The problem isn’t just relevant to those current working in the gig economy, it points to a larger issue: the failings of both the government and private sector to update and reinvent the way workers succeed in the U.S. economy, said Senator Mark Warner of Virginia at the Aspen Ideas Festival, which is co-hosted by the Aspen Institute and The Atlantic.
While jobs at Uber, TaskRabbit, and a host of other sharing-style companies are what might be top of mind, there are plenty of older, traditional industries that are now also employing workers on a less than full-time basis, such as manufacturing. “Everybody now has career paths that are different than their dads were, everyone needs portable benefits, not just sharing economy workers,” said Steve Case, the entrepreneur, chiming in from the audience. On top of the challenges of finding benefits, these workers also face a lack of ongoing investment in the furthering of their careers from both their employers and the government.
Warner advocates for a benefits system that’s more portable, and he also wants workers to have access to education and skill building that can help them move from just-scraping-by to financially comfortable. That, too, could help solve the problem of gaps where jobs are available but there are too few workers with appropriate skills to fit them. Jobs like electricians and various other trade work. “Every politician says they want more carpenters and welders and plumbers, but we don’t really put the policy implications behind it,” Warner said. That’s in part because of the bifurcation between America’s so-called blue-collar and white-collar workers—stratification that is reinforced by massive pay and advancement gaps.
Warner says he doesn’t want that solution for closing those gaps and creating new opportunities for workers to come from the federal government, at least not at first and not directly. “Government doesn’t do a very good job of upscaling people,” Warner said.

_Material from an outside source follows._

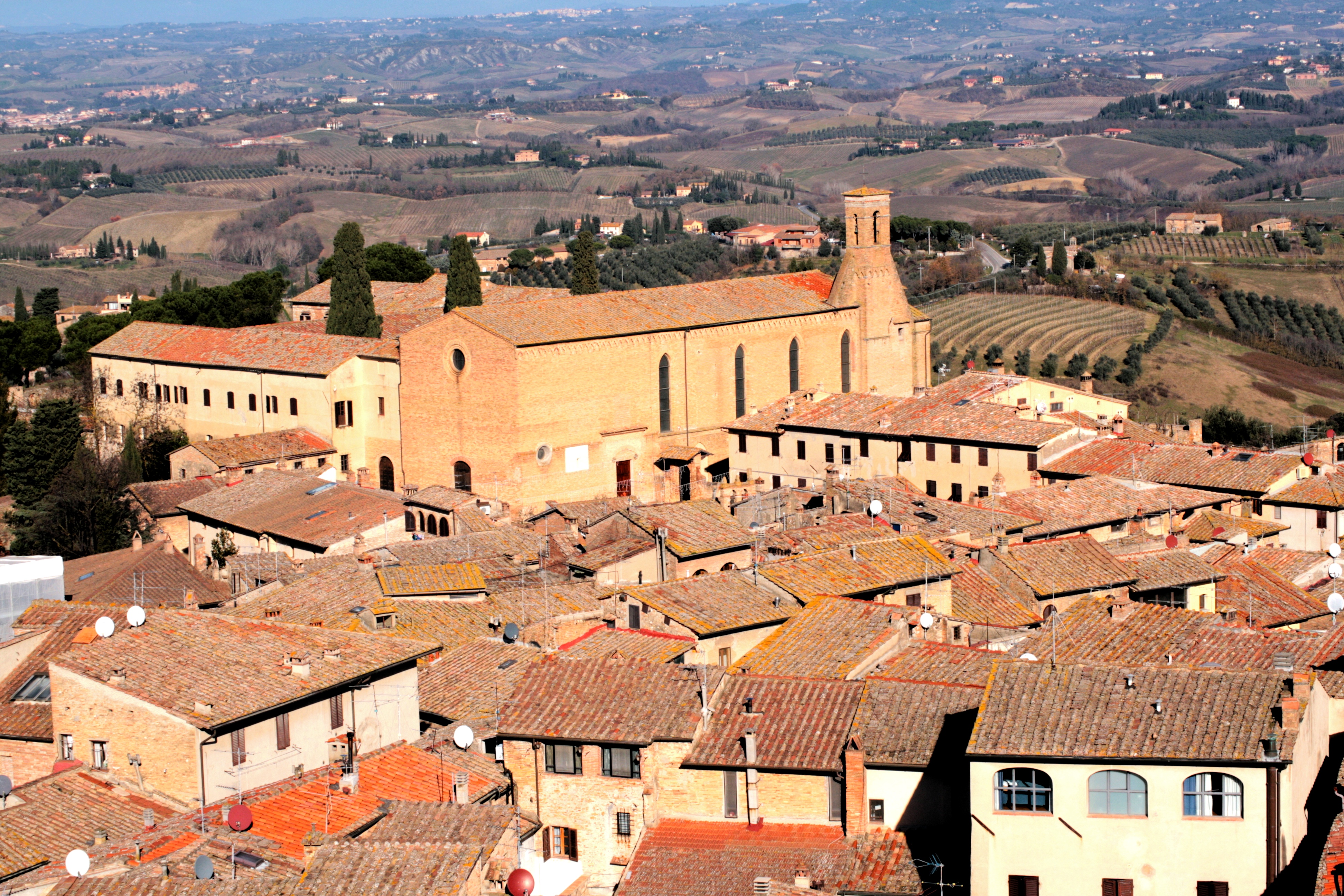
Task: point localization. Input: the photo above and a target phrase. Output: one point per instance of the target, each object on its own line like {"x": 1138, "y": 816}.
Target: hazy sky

Instead, he says, the government’s role should be in creating policy incentives for workers to invest in human capital, their employees, in the same way that it incentivizes companies to upgrade their research and development and infrastructure: through tax incentives.
Another solution starts well before mid-career workers stagnate, Warner says: creating improving the education system for teens and young adults who may not be headed to college. He calls that K-through-12.5 education and says that it could be implemented easily with little economic burden.